What Comes Next: The Post-LeakBase Landscape

For law enforcement, the immediate priority is building prosecution cases against the most active LeakBase members identified through the seized data. The FBI Salt Lake City Field Office - which is also investigating with support from the San Diego office, the Utah Department of Public Safety, and the Provo Police Department - has a significant evidence trove to work through. Expect arrests over the next 12-24 months targeting specific high-value individuals.

For the cybercrime community, the calculus is shifting. Three major forum takedowns in four years - RaidForums (2022), BreachForums (2023), LeakBase (2026) - means that anyone building or administering a successor forum is doing so with clear historical evidence of how these operations end. Some actors will adapt: more Tor, more cryptocurrency, more operational compartmentalization. Others will migrate to private, invite-only channels that don't have the scale or the reputation problems of public forums but are also much harder to infiltrate.

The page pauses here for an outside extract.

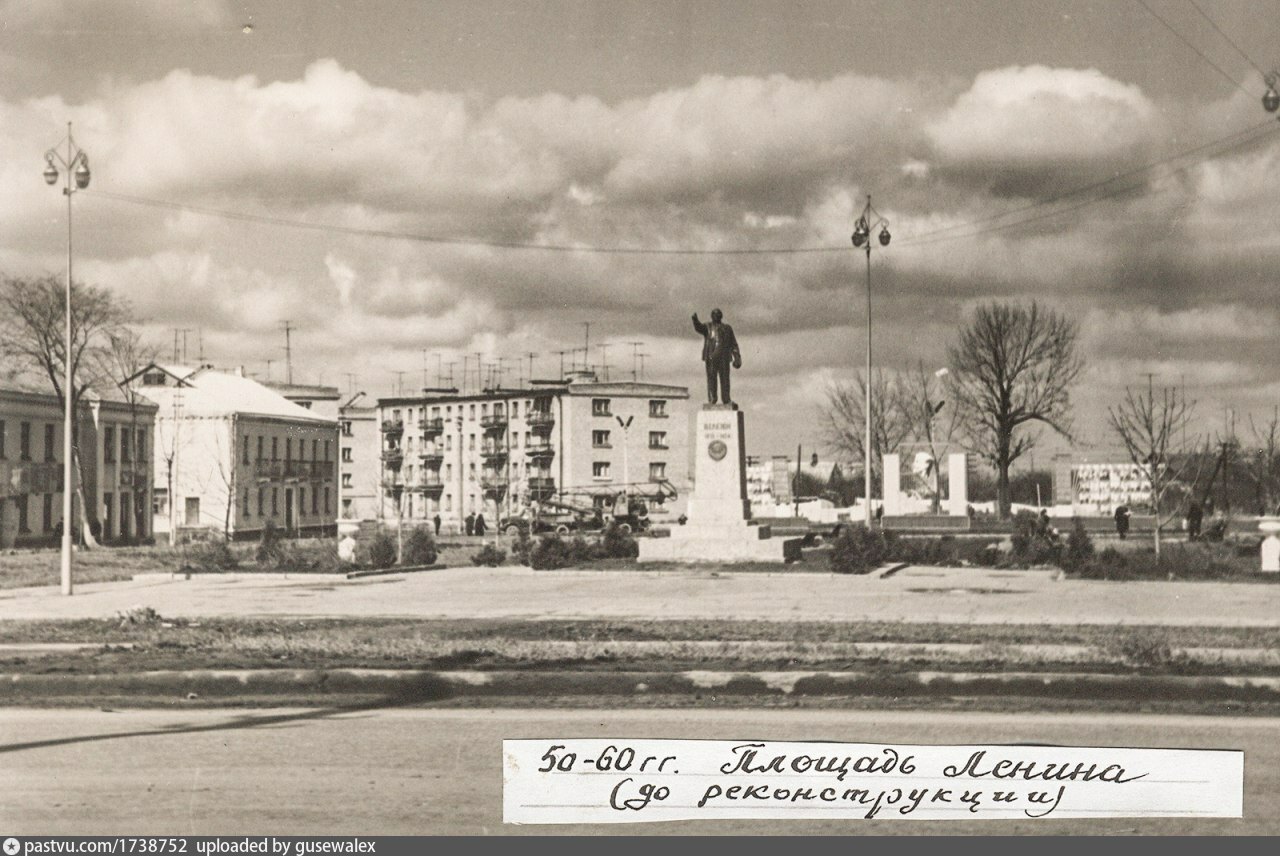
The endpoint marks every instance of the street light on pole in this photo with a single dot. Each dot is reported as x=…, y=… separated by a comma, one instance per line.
x=76, y=169
x=867, y=223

For corporate security teams, the seized LeakBase data represents an intelligence opportunity. Law enforcement typically shares breach indicators with the private sector through channels like the FBI's InfraGard program and CISA's threat-sharing mechanisms. Organizations whose data appeared in LeakBase's archive may now learn details about breaches they didn't fully understand - which credentials were compromised, how they were packaged and sold, who bought them.

For ordinary people whose credentials were in LeakBase's database - and given "hundreds of millions" of records, that's a substantial fraction of the internet-using public - the practical advice is unchanged but newly urgent: use unique passwords for every service, enable hardware security keys or app-based MFA wherever possible, and monitor accounts for unusual activity. Password managers make unique passwords practical. Nothing makes credential stuffing attacks impossible, but raising the technical bar for each individual account limits the blast radius of any single breach.

The deeper structural problem remains unsolved. Corporate data breaches are the raw material of the credential theft economy, and U.S. corporations continue to store password databases in forms that make credential theft profitable. Truly secure password storage - long salted hashes using bcrypt or Argon2 - makes stolen password databases computationally expensive to crack. Many breached companies are not using these standards, which is why plaintext or weakly-hashed password databases keep appearing on forums like LeakBase.

Taking down the forum attacks the distribution layer. The production problem - companies getting hacked and losing credential data - requires a different intervention entirely.

The Bottom Line

LeakBase is gone. Its infrastructure is seized. Its data - including everything its members did there - is in the hands of prosecutors across 14 countries. This is a real win for law enforcement, and specifically a testament to the kind of sustained international coordination that has improved dramatically since the early years of cybercrime enforcement.

The DOJ's track record of prosecuting administrators (RaidForums' Coelho, BreachForums' Fitzpatrick) and now pursuing members with the seized LeakBase data creates real deterrence at the margins. Some people who would have joined a successor forum will now hesitate. Some forum administrators who might have considered building the next platform will calculate the risk differently.

But the credential economy itself isn't going away. Every corporate data breach generates new raw material. Every weak password reused across multiple services multiplies the damage. Every company that stores passwords in reversible or weakly-hashed formats hands the cybercrime ecosystem a gift.

The FBI and Europol have won a battle. The war between data security and data theft is structural, ongoing, and not won by forum seizures alone - however satisfying they look on a Tuesday morning when you visit a seized website and see a federal banner where a hacking marketplace used to be.

Watch the horizon. The next forum is already being built.